Monday, December 15, 2014

Philippe Garrel's Jealousy

Jealousy, a 77-minute brisk waltz through a series of relationships (always ending, never beginning), is my choice for the film of the year. It's a film by Philippe Garrel, a director whose work extends back to the New Wave, but works here like the era never ended. Shot in black and white 35mm, it often feels like a relic of lost time, a slippage of memories carefully stitched together in the hope that one may learn from past mistakes. It opens with a woman crying and closes on a man staring blankly before turning off a light, and in between these shots is a search for truth in others, a fool's ambition.

"Love has its limits," an old mentor relays to Louis, played by Garrel's own son (also Louis). Louis claims his power to love beyond anything, but by this point we know there's a difference between what he says and what he's done. He's gone one wife and one to a second, Claudia (Anna Mouglalis), but it doesn't take him long to begin prospective kisses without any emotional warning. Louis and Claudia profess their undying love in one scene while always searching beyond the frame for something else. They occasionally hint at the deep seeded mistrust underneath their words of desire, which in fact only create the fuel for the titular emotion to begin a search outside their cramped apartment.

Garrel's shots have a simplicity that simply puts characters' bodies in direct relationship to physical love. Loving moments always take place in master shots, where two bodies collapse on top of each other. Fights always appear in shot-reverse shots, the emotions unknowable within the same frame. To not embody the same space is to create suspicion, and it is only when the ugly truth is revealed can Louis and Claudia employ the same frame while showing their ugliness. Like Eyes Wide Shut, it's a film that asks more of the metaphysical aspects of love than tangible material. After Louis talks to a fellow cute performer in his troupe, the film cuts to Claudia sitting at dinner and suddenly feeling the urge to rush home. "I thought you left," she exclaims in her fear.

Unlike Kubrick's work, however, the deeper mystery of Jealousy is externalized through not anxiety but through its matter-of-fact mise-en-scene and especially its confrontational editing, eliding both time and emotion in a way that never announces betrayal. Each edit in a Garrel film feels like a weight of time slipping away—how much has passed exactly?—and characters slip out of life like the rushing water of a stream, their sudden change in feeling a cause of time more than human control.

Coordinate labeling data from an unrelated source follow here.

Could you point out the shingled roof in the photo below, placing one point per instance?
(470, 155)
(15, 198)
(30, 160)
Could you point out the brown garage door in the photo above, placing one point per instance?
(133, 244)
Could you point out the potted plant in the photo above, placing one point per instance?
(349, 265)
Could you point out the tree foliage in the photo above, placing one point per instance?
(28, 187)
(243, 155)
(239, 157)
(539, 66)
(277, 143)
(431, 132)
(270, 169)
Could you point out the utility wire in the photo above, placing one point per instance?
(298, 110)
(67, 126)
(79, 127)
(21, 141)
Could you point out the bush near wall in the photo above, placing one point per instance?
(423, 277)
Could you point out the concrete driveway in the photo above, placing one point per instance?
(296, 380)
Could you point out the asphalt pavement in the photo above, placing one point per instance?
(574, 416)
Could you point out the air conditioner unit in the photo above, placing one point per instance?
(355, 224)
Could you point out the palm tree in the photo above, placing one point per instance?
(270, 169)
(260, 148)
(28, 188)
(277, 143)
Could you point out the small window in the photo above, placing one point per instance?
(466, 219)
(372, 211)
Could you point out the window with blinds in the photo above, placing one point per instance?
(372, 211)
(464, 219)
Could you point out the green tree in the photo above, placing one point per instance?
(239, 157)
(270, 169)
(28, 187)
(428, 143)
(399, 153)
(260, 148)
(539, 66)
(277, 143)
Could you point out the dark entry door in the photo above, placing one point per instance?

Jean-Louis Albert's guitar and piano gently hum along to signal the lightness of image that sublimates the complex emotions. A pleasant day of father-child-and girlfriend in the park produces happy memories that are juxtaposed with mother's work of cooking, tucking in, and then sewing while the child sleeps (will she ever remember the real work of true love?). The decrepit walls of a tiny apartment signal the own tenuousness of the love produced there, and Claudia's most damning betrayal for Louis is not her physical one but the fact she abandons their calling as struggling artists. 

In the end, it's all acting perhaps ("So don't imagine"), not just for one's lover but for oneself. Strangers can bring you freedom ("Don't ask my name or if I come here often"), but real love is always in some way, dependent on a performance ("If you knew, why did you pretend tonight?"). Even a devastating gesture only represents a desire to play to a certain audience uninterested in attending this play. Only the child can see past the performance, incredulous that her own birth was love at first sight. Before Jealousy reaches that final shot of Louis, the final scene begins to fade to white as the film stock rolls out—a technical mistake or the signaling that it's all a dream? We're not sure where exactly Louis is in that final shot, or whether he is recalling events or simply imagining them. "Everyone has their reasons," Renoir remarked 75 years ago. For Garrel's cinema, not knowing anyone else's is the tragedy.